Din inanç devrimidir
Şirk kavramının da bizzat dinden olan bir tanım olduğunu söyleyen Kaya, “Bunlar din dışı olan tanımlar değildir. Din eğitimleri verilirken, maalesef çarpıtılan en önemli kavramlar bunlar olduğu için insanlara bir mantalite çarpıtılması yaşatıldı. Her şey tersine dönüştürüldü. Bizatihi dini içinden kavramlardır bunlar. Bu bağlamda din toplumsal, doğal, kurumsallaşmamış, markalaşmamış, iktidarcılığa ve tahakküme karşı insanlığın değişmez ortak evrensel ahlaki değerlerinin adıdır. Din yani inanç devrimidir” dedi.
İslami sol ile kendim olarak yozlaşmadan yan yana geleceğim bir yapıdır.
İslami sol yapı ile yan yana gelebileceğim bir yapıdır diyen Prof.
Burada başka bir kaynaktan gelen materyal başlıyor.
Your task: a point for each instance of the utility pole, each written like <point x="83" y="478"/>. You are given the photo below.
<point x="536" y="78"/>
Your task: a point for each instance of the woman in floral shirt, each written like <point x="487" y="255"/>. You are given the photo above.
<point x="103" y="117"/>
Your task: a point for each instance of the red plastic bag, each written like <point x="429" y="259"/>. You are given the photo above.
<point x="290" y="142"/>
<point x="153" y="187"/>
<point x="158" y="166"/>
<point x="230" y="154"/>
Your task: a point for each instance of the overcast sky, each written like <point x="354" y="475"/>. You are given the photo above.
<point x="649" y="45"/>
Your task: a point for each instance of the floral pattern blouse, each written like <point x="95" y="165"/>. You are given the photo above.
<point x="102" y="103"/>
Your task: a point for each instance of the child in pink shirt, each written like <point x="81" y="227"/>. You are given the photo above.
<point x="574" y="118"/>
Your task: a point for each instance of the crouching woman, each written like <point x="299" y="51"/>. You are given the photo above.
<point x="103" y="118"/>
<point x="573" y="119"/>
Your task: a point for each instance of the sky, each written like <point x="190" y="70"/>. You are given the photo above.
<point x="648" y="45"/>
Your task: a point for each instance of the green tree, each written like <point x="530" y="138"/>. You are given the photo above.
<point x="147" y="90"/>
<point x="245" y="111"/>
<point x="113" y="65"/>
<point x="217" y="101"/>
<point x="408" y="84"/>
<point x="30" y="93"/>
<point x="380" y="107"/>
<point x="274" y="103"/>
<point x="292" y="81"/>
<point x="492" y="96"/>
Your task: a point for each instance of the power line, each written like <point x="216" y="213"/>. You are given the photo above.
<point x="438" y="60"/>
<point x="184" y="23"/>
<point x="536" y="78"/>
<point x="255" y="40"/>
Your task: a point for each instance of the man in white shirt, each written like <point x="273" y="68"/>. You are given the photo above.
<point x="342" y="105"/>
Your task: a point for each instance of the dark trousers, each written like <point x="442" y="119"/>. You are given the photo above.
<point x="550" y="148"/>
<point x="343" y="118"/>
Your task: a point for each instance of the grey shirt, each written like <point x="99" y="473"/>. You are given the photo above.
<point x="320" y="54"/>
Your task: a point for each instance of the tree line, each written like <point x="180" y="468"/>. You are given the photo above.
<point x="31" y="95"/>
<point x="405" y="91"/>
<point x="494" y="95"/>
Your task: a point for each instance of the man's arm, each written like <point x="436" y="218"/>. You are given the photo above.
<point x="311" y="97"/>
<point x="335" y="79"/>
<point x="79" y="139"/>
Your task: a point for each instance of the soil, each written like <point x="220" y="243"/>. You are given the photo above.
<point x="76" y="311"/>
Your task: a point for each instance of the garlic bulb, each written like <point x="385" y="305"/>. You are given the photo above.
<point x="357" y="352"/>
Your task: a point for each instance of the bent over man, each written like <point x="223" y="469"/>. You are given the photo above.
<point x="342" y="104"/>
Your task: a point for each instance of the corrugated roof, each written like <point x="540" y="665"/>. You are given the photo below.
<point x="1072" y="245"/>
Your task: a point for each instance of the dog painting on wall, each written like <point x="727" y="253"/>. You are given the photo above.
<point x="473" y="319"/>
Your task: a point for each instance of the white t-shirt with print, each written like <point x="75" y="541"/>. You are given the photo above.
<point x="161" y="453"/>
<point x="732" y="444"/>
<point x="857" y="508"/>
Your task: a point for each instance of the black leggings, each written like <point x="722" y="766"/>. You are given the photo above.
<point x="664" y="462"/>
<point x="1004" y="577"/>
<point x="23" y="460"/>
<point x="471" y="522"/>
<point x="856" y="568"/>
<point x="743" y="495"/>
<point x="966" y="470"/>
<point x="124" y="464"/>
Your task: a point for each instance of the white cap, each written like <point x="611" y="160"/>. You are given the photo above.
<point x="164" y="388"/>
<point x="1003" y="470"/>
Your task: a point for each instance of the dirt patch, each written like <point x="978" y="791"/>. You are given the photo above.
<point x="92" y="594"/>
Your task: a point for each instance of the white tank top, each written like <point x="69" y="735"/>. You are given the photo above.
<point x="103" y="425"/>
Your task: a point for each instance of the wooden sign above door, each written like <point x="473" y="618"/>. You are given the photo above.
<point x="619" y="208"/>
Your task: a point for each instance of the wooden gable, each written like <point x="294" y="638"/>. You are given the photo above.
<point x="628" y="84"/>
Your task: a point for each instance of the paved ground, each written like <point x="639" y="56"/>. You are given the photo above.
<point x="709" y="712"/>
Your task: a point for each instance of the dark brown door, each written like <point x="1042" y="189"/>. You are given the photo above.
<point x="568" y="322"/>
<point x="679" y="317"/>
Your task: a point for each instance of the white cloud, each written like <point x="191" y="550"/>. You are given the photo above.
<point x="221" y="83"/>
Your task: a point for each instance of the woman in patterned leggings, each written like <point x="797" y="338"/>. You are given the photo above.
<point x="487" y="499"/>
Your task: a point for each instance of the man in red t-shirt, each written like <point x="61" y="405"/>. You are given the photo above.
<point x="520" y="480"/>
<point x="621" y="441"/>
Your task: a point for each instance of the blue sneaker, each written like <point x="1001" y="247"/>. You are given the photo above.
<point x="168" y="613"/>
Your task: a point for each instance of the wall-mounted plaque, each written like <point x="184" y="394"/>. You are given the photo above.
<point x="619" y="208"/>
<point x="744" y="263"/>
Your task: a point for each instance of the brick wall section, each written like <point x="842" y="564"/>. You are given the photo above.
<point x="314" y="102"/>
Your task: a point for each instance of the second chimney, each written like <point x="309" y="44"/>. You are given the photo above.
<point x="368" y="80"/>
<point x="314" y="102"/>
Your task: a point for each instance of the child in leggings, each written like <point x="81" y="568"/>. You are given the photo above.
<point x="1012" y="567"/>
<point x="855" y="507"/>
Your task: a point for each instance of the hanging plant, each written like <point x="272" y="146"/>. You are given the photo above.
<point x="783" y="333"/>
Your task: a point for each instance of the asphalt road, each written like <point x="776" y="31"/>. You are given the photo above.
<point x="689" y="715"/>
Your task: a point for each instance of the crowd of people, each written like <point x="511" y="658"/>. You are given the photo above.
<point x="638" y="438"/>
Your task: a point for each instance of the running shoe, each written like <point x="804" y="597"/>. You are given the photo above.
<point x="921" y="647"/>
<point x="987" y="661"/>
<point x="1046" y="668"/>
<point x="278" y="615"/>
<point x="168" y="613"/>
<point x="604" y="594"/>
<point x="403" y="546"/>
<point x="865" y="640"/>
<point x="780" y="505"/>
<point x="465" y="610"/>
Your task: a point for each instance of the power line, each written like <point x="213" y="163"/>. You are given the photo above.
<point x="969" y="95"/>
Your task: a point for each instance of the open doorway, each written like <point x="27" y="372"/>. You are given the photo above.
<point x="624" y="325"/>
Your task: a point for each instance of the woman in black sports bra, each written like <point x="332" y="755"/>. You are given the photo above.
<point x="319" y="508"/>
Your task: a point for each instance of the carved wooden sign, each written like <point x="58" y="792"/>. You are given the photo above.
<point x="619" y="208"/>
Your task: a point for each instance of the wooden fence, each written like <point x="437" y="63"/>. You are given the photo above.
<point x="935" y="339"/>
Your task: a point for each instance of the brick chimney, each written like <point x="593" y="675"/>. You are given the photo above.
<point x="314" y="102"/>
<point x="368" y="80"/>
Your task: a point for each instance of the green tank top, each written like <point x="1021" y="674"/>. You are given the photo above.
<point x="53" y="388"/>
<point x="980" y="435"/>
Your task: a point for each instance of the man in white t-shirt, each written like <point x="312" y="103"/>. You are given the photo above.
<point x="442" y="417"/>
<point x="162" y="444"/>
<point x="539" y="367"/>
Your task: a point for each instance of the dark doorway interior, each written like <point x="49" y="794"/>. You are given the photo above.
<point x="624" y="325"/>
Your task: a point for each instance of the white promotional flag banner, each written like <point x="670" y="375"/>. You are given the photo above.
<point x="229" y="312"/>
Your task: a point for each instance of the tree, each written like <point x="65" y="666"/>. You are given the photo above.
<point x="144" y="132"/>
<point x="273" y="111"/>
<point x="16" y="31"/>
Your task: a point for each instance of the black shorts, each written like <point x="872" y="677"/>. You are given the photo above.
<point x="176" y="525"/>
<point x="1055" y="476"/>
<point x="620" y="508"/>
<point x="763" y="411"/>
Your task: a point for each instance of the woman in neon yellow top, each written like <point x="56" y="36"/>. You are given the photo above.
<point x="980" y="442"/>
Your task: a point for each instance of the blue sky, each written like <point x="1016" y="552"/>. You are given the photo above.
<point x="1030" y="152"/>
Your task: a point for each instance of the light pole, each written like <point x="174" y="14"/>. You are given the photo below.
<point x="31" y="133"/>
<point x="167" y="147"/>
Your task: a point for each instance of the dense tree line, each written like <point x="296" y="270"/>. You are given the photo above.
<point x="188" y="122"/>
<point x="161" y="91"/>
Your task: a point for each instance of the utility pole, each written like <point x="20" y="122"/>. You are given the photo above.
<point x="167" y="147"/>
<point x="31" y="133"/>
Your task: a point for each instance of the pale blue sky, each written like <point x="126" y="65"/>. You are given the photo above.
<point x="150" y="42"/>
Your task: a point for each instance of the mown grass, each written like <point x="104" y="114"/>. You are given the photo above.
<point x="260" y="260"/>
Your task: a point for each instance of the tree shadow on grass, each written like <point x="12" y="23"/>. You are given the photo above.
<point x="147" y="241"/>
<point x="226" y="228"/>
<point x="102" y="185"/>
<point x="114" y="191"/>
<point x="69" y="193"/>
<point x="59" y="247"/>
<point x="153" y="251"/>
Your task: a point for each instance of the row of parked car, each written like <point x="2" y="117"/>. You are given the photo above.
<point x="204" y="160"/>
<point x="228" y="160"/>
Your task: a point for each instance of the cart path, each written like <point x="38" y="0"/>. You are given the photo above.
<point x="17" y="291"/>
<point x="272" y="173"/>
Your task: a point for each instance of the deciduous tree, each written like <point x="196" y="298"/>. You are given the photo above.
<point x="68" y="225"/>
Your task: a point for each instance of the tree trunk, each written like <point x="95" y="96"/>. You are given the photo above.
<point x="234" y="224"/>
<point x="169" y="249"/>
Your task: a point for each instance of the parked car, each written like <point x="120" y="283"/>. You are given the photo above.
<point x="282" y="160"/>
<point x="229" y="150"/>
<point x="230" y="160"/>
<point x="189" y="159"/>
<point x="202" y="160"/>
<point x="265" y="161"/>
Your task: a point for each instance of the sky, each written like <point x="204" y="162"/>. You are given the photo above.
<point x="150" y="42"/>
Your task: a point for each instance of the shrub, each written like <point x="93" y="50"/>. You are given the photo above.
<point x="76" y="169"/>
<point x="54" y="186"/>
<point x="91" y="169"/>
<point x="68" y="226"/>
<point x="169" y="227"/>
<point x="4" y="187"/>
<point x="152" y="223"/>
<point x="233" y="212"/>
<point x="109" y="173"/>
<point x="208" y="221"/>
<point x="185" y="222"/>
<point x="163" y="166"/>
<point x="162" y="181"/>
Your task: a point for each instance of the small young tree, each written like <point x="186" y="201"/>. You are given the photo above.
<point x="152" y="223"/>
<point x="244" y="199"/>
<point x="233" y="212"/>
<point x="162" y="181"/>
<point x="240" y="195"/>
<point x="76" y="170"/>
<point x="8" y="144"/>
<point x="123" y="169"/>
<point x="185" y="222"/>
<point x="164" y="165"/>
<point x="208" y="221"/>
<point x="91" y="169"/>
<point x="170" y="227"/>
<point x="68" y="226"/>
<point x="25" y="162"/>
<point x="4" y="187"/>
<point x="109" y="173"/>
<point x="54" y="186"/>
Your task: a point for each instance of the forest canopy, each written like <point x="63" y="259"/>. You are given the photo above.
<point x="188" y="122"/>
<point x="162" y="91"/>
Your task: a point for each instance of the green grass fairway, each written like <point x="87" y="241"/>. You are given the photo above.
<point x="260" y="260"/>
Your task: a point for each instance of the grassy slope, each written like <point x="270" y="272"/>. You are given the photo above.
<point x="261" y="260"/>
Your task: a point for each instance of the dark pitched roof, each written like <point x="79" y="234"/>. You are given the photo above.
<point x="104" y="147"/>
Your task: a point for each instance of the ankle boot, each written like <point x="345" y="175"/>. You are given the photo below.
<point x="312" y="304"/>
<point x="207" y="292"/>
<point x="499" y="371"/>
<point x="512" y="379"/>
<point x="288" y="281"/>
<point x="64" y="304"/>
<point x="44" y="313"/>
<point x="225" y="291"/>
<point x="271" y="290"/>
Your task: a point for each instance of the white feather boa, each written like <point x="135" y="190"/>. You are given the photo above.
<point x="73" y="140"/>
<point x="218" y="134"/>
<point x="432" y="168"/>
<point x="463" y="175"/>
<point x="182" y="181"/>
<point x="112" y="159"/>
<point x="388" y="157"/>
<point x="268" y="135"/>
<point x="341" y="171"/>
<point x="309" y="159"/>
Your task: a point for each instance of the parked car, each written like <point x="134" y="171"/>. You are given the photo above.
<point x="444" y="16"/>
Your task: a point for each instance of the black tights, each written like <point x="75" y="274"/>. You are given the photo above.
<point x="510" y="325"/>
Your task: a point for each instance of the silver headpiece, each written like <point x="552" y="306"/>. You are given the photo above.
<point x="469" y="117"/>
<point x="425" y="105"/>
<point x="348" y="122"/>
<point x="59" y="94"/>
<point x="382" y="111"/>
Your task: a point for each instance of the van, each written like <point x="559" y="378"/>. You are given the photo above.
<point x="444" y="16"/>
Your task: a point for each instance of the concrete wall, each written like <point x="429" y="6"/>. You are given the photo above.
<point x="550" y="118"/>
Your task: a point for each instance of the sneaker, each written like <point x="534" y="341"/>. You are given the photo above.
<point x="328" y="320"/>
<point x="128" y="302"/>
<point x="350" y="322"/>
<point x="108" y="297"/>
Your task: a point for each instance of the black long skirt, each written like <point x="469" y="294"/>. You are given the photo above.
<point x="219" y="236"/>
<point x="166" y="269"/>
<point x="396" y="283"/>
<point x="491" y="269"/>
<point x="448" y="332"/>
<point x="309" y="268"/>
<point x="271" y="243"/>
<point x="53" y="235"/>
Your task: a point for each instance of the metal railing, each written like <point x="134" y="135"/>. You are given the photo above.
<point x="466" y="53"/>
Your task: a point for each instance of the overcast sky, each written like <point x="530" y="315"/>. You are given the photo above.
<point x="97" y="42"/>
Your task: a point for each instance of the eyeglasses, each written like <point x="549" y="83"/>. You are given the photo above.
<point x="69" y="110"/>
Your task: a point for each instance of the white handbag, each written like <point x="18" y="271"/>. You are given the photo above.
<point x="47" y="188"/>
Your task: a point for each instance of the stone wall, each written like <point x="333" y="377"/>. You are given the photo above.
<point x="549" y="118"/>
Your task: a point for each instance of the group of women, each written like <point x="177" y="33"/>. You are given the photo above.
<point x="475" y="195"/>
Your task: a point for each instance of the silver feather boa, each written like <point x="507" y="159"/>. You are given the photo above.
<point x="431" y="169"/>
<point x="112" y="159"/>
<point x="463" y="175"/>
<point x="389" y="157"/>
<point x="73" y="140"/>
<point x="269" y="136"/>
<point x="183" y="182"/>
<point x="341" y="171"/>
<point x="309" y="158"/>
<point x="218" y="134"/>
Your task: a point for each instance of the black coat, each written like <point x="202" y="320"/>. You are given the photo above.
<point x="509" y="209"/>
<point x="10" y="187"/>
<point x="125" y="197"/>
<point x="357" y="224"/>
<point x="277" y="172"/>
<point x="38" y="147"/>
Dr. Yüksel Taşkın, eşitsizlik üreten sisteme karşı ancak, ”devletin etrafındaki iktidarı talep etmeyen, onu belki de karşısına alan sivil alanda konumlanan, bu devlet mekanizmasının karşısında, oradan koparak, özerkleşerek, konumlanarak, inandığınız hayatı, sivil alanda elinizden geldiği kadar inşa etmeye çalışarak var olursanız ancak bu çözülebilecek bir şeydir. İnandığınız hayatı sivil alanda kurmaya çalışıp ısrarla bunu savunmaktan vazgeçmediğimizde ve bizden farklı insanlarla da ortaklaşarak dayanışmayı öğrendiğimizde bu sistem bozulacaktır. Devletçi, milletçi sistem eşitsizlik üreten bir sistemdir. Buna karşı konumlanan İslami sol ile yozlaşmadan uzlaşabileceğim kendim olarak yan yana gelebileceğim bir yapıdır” dedi.
Bardağın dolu tarafını görebilirsek ve aramızda bir dostluk ve insan sıcaklığı doğabilir
Geçmiş tarihlerde İslam ve solu bir araya getirmek için konferanslara ve etkinliklere katıldığını söyleyen Prof. Dr. Hayri Kırbaşoğlu’nun konuşmasından bazı satır başları şöyle:
Egemenler tarih boyunca daima dini kullanmıştır. Bu tespit çok çok önemli bir tespit. Çünkü dinin yeryüzüne insanlığa, adalet, eşitlik, özgürlük, mutluluk getirmesi gerekirken, dinin yeryüzünde kan göz yaşı yıkım ve pek çok felakete yol açması aslında bu egemen sınıfların bunu araçsallaştırmasını ve iktidarlarını sürdürmek için gerekirse işi sömürgeciliğe, emperyalizme vardıracak kadar ilerletebilmesi sayesinde mümkün olmuştur. Tarih boyunca pek çok örnekleri vardır. Burada İslam ve sol iki kavram bir araya geldi. Türkiye’de de Dünya’da da pek bir araya gelmiyor, ülkenin bulunduğu sosyolojik, ekonomik ve politik açıdan bulunduğu bu ortamda tam zamanında bir araya gelmesi oldukça anlamlı.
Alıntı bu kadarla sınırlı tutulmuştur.